Design: Denton Corker Marshall
Graphics/artwork: Emery Studio
Building surveyor: PLP Building Surveyors
Builder: Liquid Lines
Furniture contractor: Arteveneta
Kitchen contractor: Advantage Commercial Kitchens

Izakaya Den is a bolder, Melbourne interpretation of a traditional Japanese izakaya, a place for meeting, drinking and sampling great food. Many of the great things about Japan are in play throughout the sleek long cement and wood tunnel that has been turned into Melbourne’s latest place to be.
Stairs descend from street level towards Chiodo, an up market yet low-key clothing shop in the basement of the Hero building (converted from a B-grade office building into retail spaces and boutique apartments in 1999 by Nonda Katsalidis). Halfway down, a landing leads to the even more discrete izakaya entrance.
Up to a thousand people each week manage to find it, returning life to this once unused site. Satisfying local appetites for places-to-be that are cool and secretive Izakaya Den contributes to the fabric (and economy) of the cultural scene thriving in Melbourne’s laneways, basements and rooftops.
Its success is as much a result of the owners’ research into izakaya culture as the designer’s ability to convey their desires into built form. Denton Corker Marshall knows Melbourne, playing a vital role in establishing laneway culture. With the owners of Izakaya Den they have introduced elements of mystery and delight to the underground streetscape.

The corridor opens into a long, high-ceilinged industrial space, windowless, with a wide black wood bar running down one side. The concrete-bunker bare bones of the space, with its exposed pipes and ducts, are mixed with the clean wooden lines of heavy bar stools surrounding the elevated tables along one wall and the

double-seater benches at the bar. Near the entrance, black leather couches and small stone-topped tables add yet more texture to the room. It feels both modern and traditional.

Izakaya Den is the brain child of owner Simon Denton (Verge restaurant) and local dining scene identities Miyuki Nakahara and Takashi OmiIt (a sake sommelier). Simon’s father, John Denton, was the design architect, with project management by Japanese architect Kei Kitayama.

Architecturally, the program is broken into three layers: a cooking/preparation/bar wall along the north side is separated by a full length hardwood bar with fixed seating along it.

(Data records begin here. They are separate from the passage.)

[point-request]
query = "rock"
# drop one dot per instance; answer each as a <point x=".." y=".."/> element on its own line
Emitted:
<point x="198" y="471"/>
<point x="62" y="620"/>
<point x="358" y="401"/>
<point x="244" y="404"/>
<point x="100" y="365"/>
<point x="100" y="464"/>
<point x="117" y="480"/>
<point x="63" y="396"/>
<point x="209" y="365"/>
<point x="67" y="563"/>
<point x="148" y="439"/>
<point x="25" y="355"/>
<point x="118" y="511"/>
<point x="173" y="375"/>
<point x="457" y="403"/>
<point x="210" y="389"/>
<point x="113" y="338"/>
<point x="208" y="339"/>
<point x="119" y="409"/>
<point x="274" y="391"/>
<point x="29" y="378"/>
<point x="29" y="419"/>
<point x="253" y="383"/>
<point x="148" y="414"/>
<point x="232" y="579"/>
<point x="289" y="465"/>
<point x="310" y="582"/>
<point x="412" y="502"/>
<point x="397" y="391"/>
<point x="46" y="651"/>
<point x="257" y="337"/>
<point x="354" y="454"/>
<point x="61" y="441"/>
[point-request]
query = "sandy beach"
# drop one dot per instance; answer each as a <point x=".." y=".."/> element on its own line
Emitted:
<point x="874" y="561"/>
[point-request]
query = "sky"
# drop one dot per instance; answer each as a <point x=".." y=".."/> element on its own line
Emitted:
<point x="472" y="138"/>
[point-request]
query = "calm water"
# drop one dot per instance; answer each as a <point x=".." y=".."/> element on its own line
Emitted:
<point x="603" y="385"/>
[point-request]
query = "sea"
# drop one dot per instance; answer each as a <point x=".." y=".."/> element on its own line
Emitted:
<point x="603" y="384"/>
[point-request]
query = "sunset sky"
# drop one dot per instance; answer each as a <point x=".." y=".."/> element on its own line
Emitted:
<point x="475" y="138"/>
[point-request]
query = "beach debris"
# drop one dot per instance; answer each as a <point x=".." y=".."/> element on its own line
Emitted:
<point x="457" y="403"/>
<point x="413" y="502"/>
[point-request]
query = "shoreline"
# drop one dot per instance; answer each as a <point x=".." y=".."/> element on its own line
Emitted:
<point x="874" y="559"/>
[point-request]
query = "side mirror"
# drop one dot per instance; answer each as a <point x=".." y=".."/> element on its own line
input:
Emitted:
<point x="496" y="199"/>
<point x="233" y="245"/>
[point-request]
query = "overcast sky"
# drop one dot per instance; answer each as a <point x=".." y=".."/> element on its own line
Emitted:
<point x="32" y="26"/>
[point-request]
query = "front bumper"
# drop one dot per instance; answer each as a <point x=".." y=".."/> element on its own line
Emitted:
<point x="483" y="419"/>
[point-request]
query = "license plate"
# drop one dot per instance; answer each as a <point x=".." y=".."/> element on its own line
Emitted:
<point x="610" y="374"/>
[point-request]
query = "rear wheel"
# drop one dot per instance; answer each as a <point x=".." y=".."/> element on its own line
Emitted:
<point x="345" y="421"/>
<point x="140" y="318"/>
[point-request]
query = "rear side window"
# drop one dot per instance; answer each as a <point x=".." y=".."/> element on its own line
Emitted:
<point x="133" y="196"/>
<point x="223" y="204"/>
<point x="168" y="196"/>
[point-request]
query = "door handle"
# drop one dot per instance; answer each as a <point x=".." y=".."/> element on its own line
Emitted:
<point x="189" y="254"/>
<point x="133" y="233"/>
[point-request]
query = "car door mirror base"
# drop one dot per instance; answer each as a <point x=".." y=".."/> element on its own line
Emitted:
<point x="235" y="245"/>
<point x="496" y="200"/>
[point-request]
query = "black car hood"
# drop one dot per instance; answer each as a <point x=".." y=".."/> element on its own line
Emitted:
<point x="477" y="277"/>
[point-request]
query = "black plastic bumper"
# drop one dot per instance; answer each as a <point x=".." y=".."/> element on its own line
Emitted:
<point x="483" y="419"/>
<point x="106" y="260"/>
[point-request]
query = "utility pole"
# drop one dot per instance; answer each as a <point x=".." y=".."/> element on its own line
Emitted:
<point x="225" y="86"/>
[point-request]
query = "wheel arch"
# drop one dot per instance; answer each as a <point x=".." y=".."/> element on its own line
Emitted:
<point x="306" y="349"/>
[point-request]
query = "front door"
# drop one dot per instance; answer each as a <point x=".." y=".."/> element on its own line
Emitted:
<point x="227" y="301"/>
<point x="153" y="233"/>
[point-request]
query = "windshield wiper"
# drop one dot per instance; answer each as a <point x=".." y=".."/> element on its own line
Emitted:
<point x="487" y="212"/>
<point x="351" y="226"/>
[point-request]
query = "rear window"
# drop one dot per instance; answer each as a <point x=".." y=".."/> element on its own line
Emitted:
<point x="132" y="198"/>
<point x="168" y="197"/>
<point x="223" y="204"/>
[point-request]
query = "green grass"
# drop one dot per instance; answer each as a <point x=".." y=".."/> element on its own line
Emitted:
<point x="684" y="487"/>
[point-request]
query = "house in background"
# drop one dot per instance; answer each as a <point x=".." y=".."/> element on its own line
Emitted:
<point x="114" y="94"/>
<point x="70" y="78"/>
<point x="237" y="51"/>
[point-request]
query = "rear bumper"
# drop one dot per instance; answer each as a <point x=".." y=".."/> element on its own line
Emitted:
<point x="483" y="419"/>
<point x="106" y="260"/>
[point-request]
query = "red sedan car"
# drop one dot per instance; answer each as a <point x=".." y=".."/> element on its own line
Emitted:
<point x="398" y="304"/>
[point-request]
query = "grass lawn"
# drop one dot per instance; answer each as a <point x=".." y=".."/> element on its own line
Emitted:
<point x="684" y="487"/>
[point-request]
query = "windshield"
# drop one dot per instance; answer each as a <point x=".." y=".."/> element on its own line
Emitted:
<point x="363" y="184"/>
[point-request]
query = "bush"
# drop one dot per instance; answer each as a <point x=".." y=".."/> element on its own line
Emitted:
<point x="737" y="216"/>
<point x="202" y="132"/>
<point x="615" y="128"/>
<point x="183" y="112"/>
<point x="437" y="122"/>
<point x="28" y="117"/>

The bar was blackened by burning similar to the method used in Japan. Across an aisle are high black tables with wooden bar seats for groups of four; from this slightly elevated perch diners can see over the bar seating to the chefs in action. A large communal stone table at the far end seats 18 people and behind it a grand mirror extends the linearity of the space. The mirror conceals a washing and stores area. All furniture is based on a simple orthogonal design.

There’s a large mural inside the entrance, created by one of Australia’s leading graphic designers Garry Emery (emerystudio). Garry has combined a reproduction of a wood block by the celebrated Japanese artist Hokusai (Mt Fuji in Deep Snow) with a contemporary manga comic image. Manga images also appear as backdrops to the specials menu projected on a wall above the elevated seating; the drinks menu is on a parchment rolled into in a crimson ribbon.